Hadi canım sen de!..
20 Ocak 2009 01:00
Toplamış ne kadar Türk teknik direktör ve antrenör varsa... Oturtmuş karşısına, saatlerce anlatmış Capello, Peter Crouch'u hangi nedenlerle kullanmadığını ve iki ufak ve çabuk adamla neden hücum ettiğini. Hırvatistan'ı dışarıda nasıl yendiğini açıklamış. Aragones yarım gün anlatmış Xavi-İniesta-Fabregas üçgenini nasıl kurup, Raul'u neden oynatmadığını. Herkes aydınlanmış ve feyiz almış... Bence bu duruma ancak şöyle bir başlık atılabilir: Hadi canım sen de!..

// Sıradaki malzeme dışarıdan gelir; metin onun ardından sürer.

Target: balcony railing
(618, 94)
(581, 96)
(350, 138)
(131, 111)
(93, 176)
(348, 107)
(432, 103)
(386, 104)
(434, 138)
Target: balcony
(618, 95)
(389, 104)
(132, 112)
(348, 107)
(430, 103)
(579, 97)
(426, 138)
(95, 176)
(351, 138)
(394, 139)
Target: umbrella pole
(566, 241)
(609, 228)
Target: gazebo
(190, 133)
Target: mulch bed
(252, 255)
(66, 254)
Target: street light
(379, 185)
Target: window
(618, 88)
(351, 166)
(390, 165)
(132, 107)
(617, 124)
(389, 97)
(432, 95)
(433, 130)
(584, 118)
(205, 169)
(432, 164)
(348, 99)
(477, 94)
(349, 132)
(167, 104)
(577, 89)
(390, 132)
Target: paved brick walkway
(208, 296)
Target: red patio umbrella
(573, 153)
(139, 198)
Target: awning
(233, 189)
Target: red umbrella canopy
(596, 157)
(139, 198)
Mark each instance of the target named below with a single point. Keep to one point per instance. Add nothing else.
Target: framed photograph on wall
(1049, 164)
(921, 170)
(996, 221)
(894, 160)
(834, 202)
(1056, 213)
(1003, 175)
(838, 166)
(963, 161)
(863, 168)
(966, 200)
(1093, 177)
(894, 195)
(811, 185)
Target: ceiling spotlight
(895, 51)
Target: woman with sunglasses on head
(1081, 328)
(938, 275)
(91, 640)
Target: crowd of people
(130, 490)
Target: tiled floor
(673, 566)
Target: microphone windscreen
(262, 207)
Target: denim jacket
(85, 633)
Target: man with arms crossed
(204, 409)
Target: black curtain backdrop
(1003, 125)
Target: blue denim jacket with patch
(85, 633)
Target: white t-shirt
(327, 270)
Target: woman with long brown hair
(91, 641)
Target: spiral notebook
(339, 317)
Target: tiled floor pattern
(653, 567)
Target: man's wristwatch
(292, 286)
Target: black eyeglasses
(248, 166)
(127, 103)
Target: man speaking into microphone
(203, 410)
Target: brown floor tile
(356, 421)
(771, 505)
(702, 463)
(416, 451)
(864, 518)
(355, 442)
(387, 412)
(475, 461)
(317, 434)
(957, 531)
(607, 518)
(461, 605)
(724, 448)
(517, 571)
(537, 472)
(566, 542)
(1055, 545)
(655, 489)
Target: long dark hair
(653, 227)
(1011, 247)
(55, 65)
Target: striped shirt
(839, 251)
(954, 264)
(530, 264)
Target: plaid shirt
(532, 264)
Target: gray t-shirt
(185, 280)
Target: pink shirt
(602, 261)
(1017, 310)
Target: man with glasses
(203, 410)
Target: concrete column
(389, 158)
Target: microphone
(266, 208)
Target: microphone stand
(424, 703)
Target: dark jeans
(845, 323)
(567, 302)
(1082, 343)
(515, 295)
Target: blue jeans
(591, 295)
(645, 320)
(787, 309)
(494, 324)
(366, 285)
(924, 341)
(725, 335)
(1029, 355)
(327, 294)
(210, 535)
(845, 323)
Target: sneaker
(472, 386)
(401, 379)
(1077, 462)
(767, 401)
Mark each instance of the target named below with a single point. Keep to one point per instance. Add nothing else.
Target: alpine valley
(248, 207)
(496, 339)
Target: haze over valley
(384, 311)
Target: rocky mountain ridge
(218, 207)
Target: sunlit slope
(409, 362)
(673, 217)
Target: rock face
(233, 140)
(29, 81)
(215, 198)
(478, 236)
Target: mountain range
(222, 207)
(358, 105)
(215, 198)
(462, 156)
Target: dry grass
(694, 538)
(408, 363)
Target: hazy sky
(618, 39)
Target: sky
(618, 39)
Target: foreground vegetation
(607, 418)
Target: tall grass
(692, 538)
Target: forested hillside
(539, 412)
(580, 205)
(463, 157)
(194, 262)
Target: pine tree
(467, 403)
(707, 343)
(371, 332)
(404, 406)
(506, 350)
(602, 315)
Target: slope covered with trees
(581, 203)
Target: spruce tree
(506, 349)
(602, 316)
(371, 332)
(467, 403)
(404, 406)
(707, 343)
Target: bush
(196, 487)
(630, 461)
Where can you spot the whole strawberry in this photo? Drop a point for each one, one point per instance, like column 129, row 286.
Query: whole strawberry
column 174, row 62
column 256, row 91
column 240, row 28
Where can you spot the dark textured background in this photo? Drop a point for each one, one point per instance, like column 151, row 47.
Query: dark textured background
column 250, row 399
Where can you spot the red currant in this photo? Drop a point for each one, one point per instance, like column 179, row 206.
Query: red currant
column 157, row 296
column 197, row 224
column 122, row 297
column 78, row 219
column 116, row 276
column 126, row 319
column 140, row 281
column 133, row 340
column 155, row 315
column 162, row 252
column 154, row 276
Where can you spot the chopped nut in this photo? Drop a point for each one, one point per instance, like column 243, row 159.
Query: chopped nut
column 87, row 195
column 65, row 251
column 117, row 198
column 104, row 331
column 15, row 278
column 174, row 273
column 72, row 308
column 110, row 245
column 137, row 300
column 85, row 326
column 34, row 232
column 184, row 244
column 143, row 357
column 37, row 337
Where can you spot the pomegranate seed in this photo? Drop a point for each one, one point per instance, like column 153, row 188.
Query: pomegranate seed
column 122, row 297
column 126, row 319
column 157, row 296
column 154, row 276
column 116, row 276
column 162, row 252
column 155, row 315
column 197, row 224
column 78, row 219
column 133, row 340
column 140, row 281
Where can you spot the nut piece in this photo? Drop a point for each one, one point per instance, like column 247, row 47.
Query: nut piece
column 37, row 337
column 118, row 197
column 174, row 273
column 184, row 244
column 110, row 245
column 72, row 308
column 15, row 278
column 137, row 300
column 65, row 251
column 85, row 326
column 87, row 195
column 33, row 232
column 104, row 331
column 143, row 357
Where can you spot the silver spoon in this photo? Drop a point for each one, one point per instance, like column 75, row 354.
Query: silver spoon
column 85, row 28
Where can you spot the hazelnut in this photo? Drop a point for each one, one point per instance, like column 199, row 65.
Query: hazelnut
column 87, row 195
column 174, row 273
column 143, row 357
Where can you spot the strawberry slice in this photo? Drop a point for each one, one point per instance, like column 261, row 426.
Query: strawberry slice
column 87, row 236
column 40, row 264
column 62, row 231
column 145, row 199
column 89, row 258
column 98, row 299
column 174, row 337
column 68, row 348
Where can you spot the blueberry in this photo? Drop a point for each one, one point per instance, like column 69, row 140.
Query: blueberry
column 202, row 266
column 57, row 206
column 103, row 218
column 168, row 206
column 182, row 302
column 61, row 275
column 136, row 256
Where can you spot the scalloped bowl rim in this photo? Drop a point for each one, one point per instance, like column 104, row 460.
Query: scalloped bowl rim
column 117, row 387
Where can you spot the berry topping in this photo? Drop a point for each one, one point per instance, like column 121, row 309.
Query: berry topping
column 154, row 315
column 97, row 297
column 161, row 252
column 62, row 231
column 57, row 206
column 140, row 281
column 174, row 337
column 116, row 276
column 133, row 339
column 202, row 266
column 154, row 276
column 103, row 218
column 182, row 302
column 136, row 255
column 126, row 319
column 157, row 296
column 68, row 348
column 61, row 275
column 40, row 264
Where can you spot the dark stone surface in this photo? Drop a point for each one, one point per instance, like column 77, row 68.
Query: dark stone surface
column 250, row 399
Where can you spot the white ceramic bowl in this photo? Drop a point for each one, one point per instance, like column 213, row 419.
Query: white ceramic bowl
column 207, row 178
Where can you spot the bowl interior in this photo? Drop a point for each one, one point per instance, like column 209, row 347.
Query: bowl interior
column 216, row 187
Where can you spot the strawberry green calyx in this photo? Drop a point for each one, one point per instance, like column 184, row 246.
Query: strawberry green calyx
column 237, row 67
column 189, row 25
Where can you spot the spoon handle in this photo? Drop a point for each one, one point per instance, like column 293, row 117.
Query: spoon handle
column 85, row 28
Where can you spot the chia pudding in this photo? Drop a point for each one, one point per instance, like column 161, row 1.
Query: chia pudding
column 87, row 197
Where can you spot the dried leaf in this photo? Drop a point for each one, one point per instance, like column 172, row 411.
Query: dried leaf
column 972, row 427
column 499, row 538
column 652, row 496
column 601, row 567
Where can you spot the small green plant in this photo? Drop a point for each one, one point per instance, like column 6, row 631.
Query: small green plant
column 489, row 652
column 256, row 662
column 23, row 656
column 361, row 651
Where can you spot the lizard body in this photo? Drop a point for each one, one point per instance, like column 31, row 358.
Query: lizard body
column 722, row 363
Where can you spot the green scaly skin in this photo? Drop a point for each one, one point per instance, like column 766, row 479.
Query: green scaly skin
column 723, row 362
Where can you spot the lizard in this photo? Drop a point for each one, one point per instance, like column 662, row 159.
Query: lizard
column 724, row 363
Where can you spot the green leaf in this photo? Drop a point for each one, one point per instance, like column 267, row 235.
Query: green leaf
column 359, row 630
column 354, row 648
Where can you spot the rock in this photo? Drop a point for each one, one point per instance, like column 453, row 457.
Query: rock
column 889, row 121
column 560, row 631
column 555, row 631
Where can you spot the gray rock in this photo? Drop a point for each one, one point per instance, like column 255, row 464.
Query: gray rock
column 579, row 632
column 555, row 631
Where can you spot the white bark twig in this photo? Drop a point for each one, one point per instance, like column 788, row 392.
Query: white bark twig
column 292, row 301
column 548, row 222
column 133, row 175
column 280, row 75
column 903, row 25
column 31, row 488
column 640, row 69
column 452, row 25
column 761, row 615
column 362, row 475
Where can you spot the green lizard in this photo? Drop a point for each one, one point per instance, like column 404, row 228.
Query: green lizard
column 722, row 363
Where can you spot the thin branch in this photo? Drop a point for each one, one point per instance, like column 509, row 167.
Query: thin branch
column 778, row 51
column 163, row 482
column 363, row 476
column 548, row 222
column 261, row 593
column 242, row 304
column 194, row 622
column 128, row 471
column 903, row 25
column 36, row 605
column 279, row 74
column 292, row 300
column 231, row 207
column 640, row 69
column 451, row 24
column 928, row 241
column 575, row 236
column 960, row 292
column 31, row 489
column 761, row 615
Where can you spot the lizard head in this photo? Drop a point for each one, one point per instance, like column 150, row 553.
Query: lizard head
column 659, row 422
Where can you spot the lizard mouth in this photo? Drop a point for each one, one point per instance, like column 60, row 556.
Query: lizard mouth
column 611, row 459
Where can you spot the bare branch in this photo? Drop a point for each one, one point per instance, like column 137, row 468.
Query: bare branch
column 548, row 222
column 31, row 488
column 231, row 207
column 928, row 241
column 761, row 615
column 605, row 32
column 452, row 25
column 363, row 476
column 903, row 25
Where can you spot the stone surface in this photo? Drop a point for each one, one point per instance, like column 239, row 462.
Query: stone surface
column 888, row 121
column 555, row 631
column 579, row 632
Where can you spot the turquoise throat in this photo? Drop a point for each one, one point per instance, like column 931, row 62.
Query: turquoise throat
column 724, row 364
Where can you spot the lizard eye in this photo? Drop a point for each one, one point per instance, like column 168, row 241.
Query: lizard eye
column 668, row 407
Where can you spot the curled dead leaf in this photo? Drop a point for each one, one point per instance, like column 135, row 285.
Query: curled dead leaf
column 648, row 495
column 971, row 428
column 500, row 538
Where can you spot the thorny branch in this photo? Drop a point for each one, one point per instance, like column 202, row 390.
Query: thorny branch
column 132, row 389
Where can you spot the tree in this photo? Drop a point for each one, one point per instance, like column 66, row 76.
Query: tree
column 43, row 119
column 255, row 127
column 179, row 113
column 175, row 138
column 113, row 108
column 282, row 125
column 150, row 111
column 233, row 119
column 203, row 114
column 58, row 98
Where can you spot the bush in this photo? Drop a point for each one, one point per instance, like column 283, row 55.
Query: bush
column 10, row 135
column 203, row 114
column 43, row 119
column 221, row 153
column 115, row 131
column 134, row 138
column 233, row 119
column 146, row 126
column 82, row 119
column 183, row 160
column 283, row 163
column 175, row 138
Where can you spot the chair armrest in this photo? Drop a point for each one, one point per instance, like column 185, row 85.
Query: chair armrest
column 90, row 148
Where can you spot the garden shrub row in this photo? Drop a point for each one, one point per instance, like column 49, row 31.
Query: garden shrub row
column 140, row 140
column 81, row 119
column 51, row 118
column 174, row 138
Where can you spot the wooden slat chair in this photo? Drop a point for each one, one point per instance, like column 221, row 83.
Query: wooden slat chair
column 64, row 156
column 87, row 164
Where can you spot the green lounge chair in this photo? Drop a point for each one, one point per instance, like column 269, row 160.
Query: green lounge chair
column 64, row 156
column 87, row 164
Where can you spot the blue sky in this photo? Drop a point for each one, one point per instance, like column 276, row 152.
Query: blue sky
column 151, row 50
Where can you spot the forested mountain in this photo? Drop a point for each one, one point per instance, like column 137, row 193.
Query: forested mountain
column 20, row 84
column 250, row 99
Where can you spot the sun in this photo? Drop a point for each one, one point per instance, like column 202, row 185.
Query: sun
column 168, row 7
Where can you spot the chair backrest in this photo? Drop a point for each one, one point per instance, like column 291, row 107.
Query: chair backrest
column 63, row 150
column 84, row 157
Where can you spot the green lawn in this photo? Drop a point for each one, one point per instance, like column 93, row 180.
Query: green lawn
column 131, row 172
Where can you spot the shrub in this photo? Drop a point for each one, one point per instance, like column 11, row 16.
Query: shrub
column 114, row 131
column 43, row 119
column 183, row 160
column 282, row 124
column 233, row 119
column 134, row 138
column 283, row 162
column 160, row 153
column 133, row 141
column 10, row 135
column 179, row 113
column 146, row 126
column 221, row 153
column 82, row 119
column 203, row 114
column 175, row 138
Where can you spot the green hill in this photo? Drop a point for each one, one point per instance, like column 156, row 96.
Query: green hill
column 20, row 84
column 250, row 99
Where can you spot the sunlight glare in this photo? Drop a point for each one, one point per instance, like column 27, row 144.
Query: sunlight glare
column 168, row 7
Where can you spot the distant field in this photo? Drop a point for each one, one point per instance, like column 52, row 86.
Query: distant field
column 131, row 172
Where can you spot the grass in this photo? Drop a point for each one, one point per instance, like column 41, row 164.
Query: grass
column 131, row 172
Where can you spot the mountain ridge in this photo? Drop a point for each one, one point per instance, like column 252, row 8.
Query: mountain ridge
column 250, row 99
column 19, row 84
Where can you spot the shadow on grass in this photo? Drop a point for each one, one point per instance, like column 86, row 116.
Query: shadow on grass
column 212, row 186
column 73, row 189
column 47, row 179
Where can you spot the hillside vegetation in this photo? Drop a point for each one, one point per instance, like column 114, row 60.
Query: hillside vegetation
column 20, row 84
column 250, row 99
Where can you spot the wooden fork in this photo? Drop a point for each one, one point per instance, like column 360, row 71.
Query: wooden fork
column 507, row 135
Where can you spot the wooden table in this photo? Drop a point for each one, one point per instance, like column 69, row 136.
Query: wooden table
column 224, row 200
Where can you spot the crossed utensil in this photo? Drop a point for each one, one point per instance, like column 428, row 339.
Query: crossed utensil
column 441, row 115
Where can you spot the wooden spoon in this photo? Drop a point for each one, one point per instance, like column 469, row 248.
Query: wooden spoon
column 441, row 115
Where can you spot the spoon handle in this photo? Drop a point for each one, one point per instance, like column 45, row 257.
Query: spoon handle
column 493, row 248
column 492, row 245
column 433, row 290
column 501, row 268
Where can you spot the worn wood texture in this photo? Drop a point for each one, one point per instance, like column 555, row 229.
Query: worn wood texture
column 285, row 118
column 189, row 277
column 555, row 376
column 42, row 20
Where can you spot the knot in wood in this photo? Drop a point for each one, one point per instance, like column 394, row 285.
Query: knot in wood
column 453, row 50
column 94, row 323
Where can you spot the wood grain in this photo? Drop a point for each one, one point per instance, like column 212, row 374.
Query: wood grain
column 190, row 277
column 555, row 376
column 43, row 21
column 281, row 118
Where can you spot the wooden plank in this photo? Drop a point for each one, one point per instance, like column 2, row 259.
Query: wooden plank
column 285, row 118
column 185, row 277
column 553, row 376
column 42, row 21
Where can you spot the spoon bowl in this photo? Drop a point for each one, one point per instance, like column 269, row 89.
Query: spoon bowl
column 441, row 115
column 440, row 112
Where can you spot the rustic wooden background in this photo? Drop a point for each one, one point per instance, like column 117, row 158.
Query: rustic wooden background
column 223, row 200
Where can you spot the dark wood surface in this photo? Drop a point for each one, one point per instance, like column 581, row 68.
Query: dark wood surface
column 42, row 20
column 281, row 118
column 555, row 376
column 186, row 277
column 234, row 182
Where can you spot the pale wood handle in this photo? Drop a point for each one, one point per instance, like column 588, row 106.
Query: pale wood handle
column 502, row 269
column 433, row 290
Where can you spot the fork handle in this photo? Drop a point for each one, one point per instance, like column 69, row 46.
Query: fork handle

Beklerdim ki Capello anlatsın Beckham ile nasıl ilişkiler içinde olduğunu... Beklerdim ki Aragones anlatsın Senna'yı neden tercih ettiğini...
Açıklasın bize final sonrası İspanyol milli formalı Sergio Ramos'un neden Meksika bayrağına sarılıp tur attığını...
İtalyan olan İngiltere Milli Takım Teknik Direktörünün anlatmasını isterdim Gerrard ile Lampard'ı neden birlikte kullanamadığını...
Boşuna beklermişiz...
Türk halkının, Türk futbolseverinin "ünlü adam-önemli adam-büyük adam" ayrımından bihaber oluşunun canlı bir sunuşu varmış meğer Antalya'da.
Kendimizi kandırırmışız oysa...
Ya da bizi kandırmaya gelenlerin önüne boynumuzu uzatmışız...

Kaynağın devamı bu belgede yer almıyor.